📄
Abstract - Gender Bias in LLM Hiring Decisions: Evidence from a Japanese Context and Evaluation of Mitigation Strategies
Large language models (LLMs) are increasingly deployed in hiring workflows, yet most research on gender bias in LLM hiring decisions has focused on English-language, Western-format resumes. This study examines whether pro-female gender bias extends to a Japanese corporate context and evaluates two practical mitigation strategies. Using a counterfactual resume design with 60 Japanese rirekisho-format resumes, 12 name pairs selected on linguistically grounded gender-signal criteria, and five state-of-the-art LLMs (Claude Sonnet 4.6, GPT-4o, DeepSeek-V3, Gemini 2.5 Flash, Llama 3.3 70B), we conducted 43,200 API calls across baseline, prompt instruction, and privacy filter conditions. A crossed random-effects linear mixed model confirms a significant pro-female bias across all five models, replicating Western findings in a non-Western context. A prompt-level gender-neutrality instruction produces no meaningful reduction in bias. A name-reliance analysis formally identifies the candidate name as the primary gender channel: removing the name from the prompt reduces the female effect by nearly its full magnitude.

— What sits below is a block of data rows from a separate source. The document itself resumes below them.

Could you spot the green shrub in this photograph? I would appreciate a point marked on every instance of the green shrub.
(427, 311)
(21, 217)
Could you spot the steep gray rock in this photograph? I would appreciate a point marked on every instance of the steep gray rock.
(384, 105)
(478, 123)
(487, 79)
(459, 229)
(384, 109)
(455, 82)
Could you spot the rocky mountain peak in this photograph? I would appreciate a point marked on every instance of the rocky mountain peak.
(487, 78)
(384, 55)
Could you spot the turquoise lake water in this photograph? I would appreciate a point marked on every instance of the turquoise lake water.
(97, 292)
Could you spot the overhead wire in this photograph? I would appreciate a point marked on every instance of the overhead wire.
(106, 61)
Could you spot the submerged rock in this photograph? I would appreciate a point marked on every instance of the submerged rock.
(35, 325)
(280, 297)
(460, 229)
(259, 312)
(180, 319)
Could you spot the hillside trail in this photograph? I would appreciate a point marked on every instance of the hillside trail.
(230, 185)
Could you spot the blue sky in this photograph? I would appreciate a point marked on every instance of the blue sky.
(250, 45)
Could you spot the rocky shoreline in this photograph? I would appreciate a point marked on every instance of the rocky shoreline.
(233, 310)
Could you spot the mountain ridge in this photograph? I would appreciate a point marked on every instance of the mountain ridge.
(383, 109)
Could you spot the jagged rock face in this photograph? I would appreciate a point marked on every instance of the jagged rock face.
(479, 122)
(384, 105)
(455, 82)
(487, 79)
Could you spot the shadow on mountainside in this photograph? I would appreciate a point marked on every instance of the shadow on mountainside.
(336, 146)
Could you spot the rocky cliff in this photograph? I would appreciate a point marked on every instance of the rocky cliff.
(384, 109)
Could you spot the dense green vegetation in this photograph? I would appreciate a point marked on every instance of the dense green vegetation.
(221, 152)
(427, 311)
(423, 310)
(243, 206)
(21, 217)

An unexpected incompatibility between the privacy filter and GPT-4o's content safety filter, resulting in a 42% refusal rate, highlights a practical deployment challenge for name anonymization in LLM-assisted recruitment pipelines.
大型语言模型招聘决策中的性别偏见:日本语境下的证据与缓解策略评估 /
Gender Bias in LLM Hiring Decisions: Evidence from a Japanese Context and Evaluation of Mitigation Strategies
1️⃣ 一句话总结
本研究发现,在日本的招聘场景中,五个主流的大型语言模型(如GPT-4o、Claude等)均存在明显的偏向女性的性别偏见,而简单的指令调整无法消除这种偏见,但去除候选人姓名能几乎完全消除该效应,同时实际部署中还需注意隐私过滤与模型安全机制的兼容性问题。